Lloyds' investors must wait for their jam, but an improving economic outlook boosts the bottom line
July 29, 2021

 

  • Expanding presence in wealth management
  • Restoration of interim dividend

Interims results for Lloyds (LLOY) were flattered by a net £636m credit gain as the bank released capital set aside to cover pandemic-related impairment losses. The fact that the economy didn’t quite go to hell in a handcart, due to a combination of government furlough schemes, business interruption loans and businesses not automatically shut by lockdown adapting their operations, were all positives for Lloyds which, in a move that will cheer investors, also restored its interim dividend.

Given that a re-rating for the shares is dependent, in part, on achieving significant cost savings, these results showed no progress on that front.

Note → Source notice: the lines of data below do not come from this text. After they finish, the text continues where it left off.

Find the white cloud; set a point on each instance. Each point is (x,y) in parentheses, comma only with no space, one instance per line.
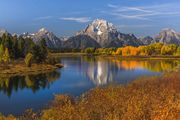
(144,12)
(77,19)
(135,26)
(43,18)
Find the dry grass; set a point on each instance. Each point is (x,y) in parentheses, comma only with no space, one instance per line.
(22,69)
(148,98)
(145,99)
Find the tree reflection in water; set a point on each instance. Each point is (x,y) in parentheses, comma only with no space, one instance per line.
(32,82)
(103,71)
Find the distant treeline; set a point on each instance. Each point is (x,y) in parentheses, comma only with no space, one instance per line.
(149,50)
(14,47)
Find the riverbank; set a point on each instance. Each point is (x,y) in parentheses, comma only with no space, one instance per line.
(146,98)
(117,56)
(19,68)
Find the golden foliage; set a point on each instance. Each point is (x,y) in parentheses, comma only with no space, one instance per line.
(148,98)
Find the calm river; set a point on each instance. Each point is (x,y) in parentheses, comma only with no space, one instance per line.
(79,75)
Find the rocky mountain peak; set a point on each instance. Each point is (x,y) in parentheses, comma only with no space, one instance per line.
(43,31)
(100,30)
(100,25)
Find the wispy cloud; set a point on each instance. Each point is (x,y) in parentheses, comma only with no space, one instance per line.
(77,19)
(43,18)
(144,12)
(135,26)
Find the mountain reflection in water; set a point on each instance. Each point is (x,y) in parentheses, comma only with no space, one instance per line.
(103,71)
(79,75)
(32,82)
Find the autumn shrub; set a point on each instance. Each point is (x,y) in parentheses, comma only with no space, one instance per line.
(28,59)
(156,98)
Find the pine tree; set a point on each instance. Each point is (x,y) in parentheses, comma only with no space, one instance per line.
(28,59)
(6,56)
(1,52)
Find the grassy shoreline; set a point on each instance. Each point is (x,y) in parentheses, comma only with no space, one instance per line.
(20,68)
(115,56)
(146,98)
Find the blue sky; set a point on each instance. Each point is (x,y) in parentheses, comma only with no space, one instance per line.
(66,17)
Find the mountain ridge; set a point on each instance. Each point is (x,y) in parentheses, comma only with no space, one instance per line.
(100,33)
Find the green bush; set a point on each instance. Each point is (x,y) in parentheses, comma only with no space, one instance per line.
(28,59)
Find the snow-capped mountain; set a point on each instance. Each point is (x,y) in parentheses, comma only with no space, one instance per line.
(101,31)
(168,36)
(107,35)
(147,40)
(80,42)
(51,40)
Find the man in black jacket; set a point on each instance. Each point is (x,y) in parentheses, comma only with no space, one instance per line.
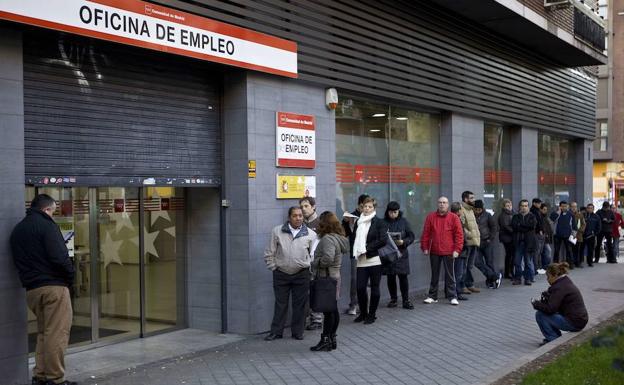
(592,230)
(47,272)
(606,219)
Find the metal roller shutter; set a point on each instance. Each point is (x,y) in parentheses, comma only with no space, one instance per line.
(97,113)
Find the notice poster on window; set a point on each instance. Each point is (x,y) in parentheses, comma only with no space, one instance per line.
(296,141)
(296,186)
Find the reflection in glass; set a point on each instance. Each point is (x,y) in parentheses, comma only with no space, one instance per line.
(497,166)
(389,153)
(164,250)
(118,263)
(557,169)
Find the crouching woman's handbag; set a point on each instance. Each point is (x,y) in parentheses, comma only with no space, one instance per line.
(389,253)
(323,294)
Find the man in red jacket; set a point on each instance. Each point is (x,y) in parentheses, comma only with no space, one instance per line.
(617,224)
(442,240)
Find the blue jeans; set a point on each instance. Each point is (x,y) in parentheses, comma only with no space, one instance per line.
(546,255)
(551,325)
(522,255)
(460,266)
(471,252)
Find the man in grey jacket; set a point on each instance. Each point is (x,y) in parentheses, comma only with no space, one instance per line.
(288,256)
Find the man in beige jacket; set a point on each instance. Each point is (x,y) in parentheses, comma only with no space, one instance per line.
(288,257)
(472,239)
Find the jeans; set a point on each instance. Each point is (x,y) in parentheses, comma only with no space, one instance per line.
(537,263)
(364,274)
(551,325)
(522,255)
(459,265)
(589,244)
(509,257)
(608,242)
(284,285)
(471,252)
(449,275)
(569,256)
(403,284)
(546,257)
(483,253)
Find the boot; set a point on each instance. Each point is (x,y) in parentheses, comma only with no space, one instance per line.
(324,344)
(333,340)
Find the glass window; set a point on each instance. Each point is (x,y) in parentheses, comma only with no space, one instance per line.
(497,166)
(556,169)
(389,153)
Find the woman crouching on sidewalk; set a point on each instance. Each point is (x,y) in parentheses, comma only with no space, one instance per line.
(561,307)
(327,261)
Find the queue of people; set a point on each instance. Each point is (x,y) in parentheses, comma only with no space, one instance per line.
(456,237)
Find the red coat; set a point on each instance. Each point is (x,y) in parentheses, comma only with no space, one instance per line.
(442,234)
(617,224)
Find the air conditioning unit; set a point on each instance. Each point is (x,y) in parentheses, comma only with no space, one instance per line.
(557,3)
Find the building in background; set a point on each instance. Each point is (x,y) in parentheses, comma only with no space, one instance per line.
(609,144)
(175,134)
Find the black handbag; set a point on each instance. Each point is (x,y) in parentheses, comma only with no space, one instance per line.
(389,253)
(323,294)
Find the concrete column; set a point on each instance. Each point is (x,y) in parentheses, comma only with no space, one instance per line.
(524,163)
(461,156)
(13,322)
(584,154)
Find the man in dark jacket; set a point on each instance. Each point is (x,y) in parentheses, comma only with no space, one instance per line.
(592,230)
(564,226)
(484,258)
(505,235)
(606,232)
(539,233)
(524,224)
(47,272)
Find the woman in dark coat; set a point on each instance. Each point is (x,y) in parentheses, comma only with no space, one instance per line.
(370,236)
(561,307)
(403,236)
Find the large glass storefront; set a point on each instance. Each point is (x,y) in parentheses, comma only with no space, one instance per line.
(556,169)
(390,153)
(497,166)
(129,254)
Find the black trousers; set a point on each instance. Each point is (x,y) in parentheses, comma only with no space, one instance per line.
(330,323)
(364,275)
(562,242)
(284,285)
(449,275)
(403,284)
(509,257)
(609,251)
(590,246)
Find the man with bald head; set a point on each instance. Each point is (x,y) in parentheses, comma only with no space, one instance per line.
(442,240)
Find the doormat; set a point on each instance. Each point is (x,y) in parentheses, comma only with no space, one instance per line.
(76,335)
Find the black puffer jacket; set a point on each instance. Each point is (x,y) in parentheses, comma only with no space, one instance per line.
(400,225)
(505,230)
(39,252)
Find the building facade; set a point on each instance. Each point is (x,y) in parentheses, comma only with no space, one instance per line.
(168,162)
(609,144)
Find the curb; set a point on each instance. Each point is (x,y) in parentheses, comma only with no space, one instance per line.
(525,359)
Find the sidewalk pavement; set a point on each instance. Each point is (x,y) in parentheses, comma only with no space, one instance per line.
(432,344)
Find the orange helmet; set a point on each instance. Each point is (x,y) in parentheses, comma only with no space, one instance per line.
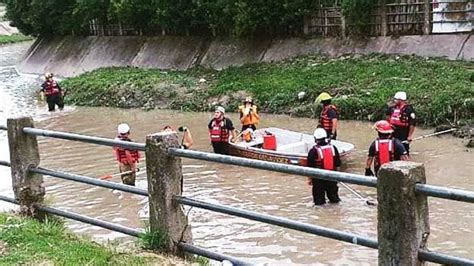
(383,127)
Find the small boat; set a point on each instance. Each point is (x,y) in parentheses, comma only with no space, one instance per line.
(291,147)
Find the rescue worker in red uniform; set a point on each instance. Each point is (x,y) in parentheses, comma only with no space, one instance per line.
(384,149)
(53,92)
(127,159)
(324,155)
(249,116)
(403,119)
(220,129)
(329,115)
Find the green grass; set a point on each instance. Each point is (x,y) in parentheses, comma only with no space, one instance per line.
(5,39)
(25,241)
(440,90)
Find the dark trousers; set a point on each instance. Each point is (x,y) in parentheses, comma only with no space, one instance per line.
(321,188)
(244,127)
(54,100)
(220,147)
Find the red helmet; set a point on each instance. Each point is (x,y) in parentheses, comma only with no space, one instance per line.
(383,127)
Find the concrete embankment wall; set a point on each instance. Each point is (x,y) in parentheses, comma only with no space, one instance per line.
(69,56)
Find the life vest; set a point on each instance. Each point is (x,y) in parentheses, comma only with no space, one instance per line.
(250,119)
(51,88)
(398,117)
(121,155)
(384,151)
(248,135)
(324,119)
(325,159)
(218,131)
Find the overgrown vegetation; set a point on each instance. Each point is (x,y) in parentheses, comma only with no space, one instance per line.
(29,242)
(200,17)
(5,39)
(155,241)
(440,90)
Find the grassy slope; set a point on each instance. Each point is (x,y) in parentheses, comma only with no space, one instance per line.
(4,39)
(24,241)
(439,89)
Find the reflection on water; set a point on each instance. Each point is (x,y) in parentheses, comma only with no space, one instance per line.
(255,190)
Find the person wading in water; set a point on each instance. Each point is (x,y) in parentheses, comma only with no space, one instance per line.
(53,92)
(402,117)
(220,129)
(384,149)
(325,156)
(329,115)
(127,159)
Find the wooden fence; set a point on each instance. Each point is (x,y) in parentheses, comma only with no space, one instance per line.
(392,17)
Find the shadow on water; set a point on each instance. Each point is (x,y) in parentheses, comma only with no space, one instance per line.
(447,163)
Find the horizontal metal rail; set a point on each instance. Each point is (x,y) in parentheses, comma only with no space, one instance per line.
(277,167)
(430,190)
(211,255)
(445,193)
(84,138)
(5,163)
(442,258)
(282,222)
(90,181)
(84,219)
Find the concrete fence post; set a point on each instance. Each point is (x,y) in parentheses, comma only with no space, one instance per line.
(403,225)
(165,179)
(383,17)
(27,187)
(427,17)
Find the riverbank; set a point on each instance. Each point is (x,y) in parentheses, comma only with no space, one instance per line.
(441,90)
(15,38)
(25,241)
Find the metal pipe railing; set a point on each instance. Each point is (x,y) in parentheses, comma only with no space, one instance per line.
(83,218)
(90,181)
(277,167)
(282,222)
(84,138)
(445,193)
(442,258)
(211,255)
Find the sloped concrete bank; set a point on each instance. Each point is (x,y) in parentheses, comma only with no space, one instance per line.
(70,55)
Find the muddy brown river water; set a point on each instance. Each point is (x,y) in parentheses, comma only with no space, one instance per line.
(447,162)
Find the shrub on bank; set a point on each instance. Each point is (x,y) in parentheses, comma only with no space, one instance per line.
(440,90)
(5,39)
(29,242)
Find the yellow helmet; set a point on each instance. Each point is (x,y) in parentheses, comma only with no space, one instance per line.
(323,97)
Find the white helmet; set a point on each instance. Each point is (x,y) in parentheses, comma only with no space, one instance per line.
(401,95)
(320,133)
(123,128)
(220,109)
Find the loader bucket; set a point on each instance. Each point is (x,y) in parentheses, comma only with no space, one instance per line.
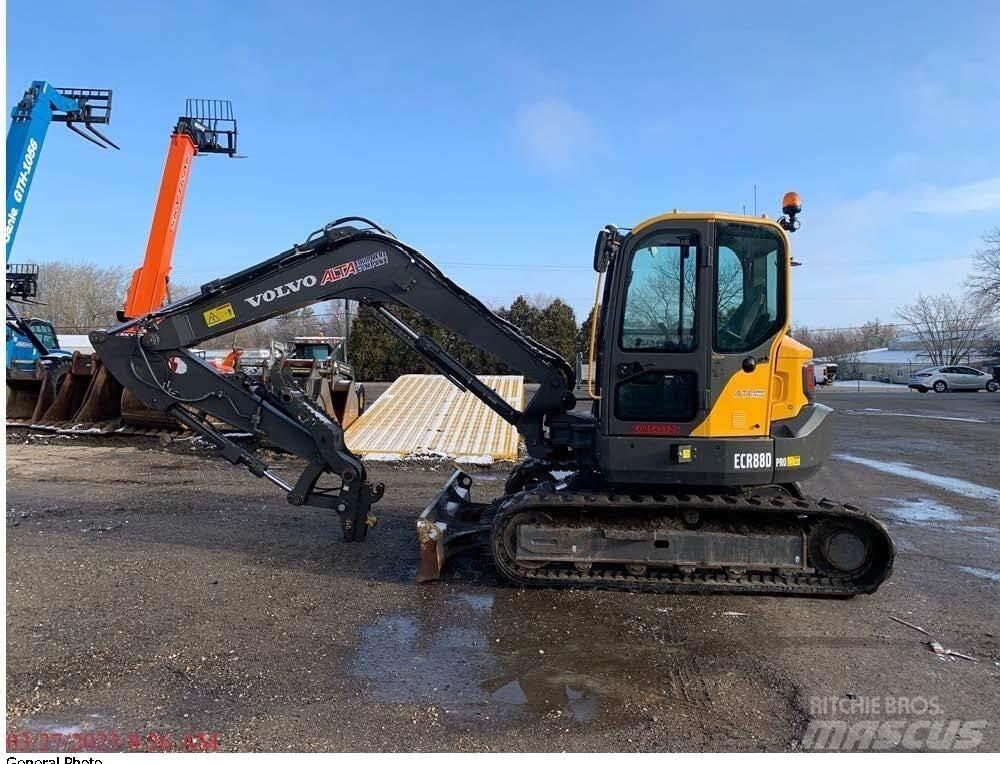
(71,393)
(135,413)
(101,402)
(27,394)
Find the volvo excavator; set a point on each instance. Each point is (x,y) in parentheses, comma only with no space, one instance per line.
(679,471)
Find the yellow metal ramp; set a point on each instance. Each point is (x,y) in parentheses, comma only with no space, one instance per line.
(426,415)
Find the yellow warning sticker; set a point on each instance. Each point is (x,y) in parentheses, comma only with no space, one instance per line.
(219,315)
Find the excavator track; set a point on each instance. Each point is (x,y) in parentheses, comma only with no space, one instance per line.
(807,537)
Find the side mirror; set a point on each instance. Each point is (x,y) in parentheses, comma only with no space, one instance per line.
(605,248)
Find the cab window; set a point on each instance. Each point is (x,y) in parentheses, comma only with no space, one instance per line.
(749,286)
(45,333)
(661,294)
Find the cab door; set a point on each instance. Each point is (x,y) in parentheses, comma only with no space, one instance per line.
(655,368)
(748,312)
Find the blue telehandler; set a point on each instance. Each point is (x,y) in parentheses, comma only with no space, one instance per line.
(35,364)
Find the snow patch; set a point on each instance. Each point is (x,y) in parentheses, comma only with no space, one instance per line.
(954,485)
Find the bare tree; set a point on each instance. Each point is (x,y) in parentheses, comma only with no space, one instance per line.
(985,277)
(79,297)
(948,327)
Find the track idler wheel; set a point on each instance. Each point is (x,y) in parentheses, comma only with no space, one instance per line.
(839,548)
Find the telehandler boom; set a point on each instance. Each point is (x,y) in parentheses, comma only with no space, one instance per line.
(683,475)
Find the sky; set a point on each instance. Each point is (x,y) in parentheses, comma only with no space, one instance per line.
(498,138)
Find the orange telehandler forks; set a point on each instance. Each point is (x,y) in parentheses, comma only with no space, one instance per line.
(207,127)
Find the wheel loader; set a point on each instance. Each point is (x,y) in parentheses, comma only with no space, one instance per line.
(679,470)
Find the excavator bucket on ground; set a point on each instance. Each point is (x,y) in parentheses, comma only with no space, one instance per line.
(71,391)
(136,414)
(27,394)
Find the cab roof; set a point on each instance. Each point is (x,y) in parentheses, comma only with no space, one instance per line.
(724,216)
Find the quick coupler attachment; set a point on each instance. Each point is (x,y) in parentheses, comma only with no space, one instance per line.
(450,523)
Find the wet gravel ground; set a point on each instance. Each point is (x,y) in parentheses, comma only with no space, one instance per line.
(164,591)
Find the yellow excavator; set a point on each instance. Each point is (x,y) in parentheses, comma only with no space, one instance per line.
(680,470)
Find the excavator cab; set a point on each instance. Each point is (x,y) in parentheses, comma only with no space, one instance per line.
(695,369)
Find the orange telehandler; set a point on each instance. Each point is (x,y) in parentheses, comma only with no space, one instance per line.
(86,397)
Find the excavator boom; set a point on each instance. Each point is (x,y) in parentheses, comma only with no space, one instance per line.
(150,357)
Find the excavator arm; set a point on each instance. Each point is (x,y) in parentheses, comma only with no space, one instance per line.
(150,356)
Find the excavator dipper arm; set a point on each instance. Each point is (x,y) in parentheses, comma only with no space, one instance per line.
(150,357)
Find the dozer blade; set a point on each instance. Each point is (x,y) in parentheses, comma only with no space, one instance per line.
(135,413)
(71,392)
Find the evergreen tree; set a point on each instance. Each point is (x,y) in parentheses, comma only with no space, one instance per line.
(557,329)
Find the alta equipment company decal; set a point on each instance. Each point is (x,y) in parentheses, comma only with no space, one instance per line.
(338,272)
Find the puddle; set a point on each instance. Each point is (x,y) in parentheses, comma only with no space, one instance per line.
(428,659)
(880,412)
(954,485)
(921,511)
(989,575)
(55,725)
(480,602)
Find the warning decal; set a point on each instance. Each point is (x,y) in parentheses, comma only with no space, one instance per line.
(219,315)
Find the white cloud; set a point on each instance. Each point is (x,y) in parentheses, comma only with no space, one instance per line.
(556,135)
(867,256)
(981,196)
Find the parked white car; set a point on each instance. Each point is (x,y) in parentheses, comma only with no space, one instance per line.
(824,373)
(940,379)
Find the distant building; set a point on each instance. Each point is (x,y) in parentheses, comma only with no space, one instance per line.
(895,362)
(71,342)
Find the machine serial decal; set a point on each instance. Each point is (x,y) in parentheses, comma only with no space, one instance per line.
(362,264)
(758,460)
(219,315)
(655,429)
(289,287)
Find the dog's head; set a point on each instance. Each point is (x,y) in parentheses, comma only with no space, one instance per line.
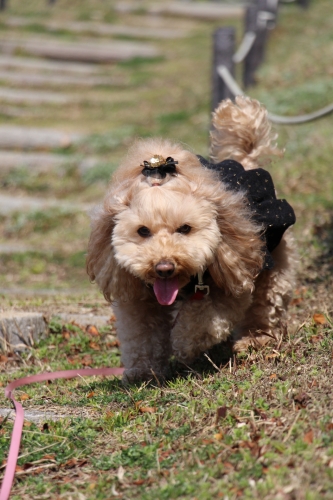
(164,235)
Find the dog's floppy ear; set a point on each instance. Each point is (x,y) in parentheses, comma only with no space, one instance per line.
(239,256)
(101,263)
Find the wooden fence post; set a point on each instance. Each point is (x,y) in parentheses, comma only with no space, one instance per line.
(223,51)
(259,18)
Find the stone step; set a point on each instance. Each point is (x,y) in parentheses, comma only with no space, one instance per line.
(10,61)
(15,137)
(85,320)
(44,292)
(10,204)
(35,416)
(40,80)
(43,162)
(87,50)
(14,248)
(207,11)
(103,29)
(19,330)
(34,97)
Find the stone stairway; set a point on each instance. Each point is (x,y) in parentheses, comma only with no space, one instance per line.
(48,81)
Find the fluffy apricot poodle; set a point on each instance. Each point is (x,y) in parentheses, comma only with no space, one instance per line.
(191,252)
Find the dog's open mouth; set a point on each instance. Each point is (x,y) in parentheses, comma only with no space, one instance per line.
(166,290)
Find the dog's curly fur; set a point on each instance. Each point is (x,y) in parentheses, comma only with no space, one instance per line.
(245,302)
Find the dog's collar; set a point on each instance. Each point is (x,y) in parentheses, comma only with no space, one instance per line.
(159,167)
(200,290)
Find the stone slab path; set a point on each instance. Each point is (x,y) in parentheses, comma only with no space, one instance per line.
(10,204)
(15,137)
(35,416)
(85,51)
(103,29)
(40,80)
(29,96)
(86,319)
(11,61)
(208,11)
(43,162)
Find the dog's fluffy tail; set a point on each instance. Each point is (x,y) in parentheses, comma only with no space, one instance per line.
(242,132)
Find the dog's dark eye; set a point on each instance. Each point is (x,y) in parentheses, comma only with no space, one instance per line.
(185,229)
(144,232)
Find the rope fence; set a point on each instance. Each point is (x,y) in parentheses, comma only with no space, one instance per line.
(260,18)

Operating costs were 1 per cent lower for the half, with restructuring costs of £255m mainly related to increased severance packages and changes in IT infrastructure. That effort looks puny when compared with management guidance for the year that operating costs will be £7.5bn, a figure that has barely budged when compared with last year’s results. Fundamentally, banking is an expensive business when interest rates are low.

The answer from management appears to be that if they can’t stop costs going out, then at least Lloyds can boost the money coming in, mainly by expanding its presence in wealth management. Lloyds announced the £390m acquisition of Embark, an investment and retirement platform business with 410,000 customers and £35bn of assets under management, in a clear push to muscle in on the mass market platform wealth management business.

The root of the problem for Lloyds is that it is an institution that has largely achieved its stated purpose - conceived in a hurry in 2008 by former chairman Wyn Bischoff and chief executive Eric Daniels and facilitated by the generosity of the British taxpayer - of becoming the dominant lender on every high street in the land. That now largely unassailable position leaves it with a series of uncomfortable dilemmas. To begin with, it is now effectively a proxy for the state of the UK economy, hence needing to put capital aside to cover potential impairments related to macro-economic problems. That those impairments largely failed to materialise is a question more of luck than judgement.

Yield hungry investors will appreciate the 5.3 per cent yield the shares earn on their current consensus forecasts for 2022, and likewise the forward P/E of 8 hardly screams over-priced. The reality is that Lloyds is unlikely to shake its image as the banking equivalent of the Civil Service, as its size in relation to the UK economy means it is prevented from expanding much more – as banking regulations largely intend. Hold.

Last IC View: Hold, 40.2p, 24 Feb 2021

LLOYDS (LLOY)    
ORD PRICE:47.5pMARKET VALUE:£ 33.7bn
TOUCH:47-48p12-MONTH HIGH:50pLOW: 23p
DIVIDEND YIELD:2.6%PE RATIO:7
NET ASSET VALUE:73p*LEVERAGE:19
Half-year to 30 JunTotal Income (£bn)Pre-tax profit (£bn)Earnings per share (p)Dividend per share (p)
20206.87-0.60-0.30nil
202119.63.905.100.67
% change+185---
Ex-div:05 Aug   
Payment:13 Sep   
*Includes intangible assets of £6.6bn, or 9p a share.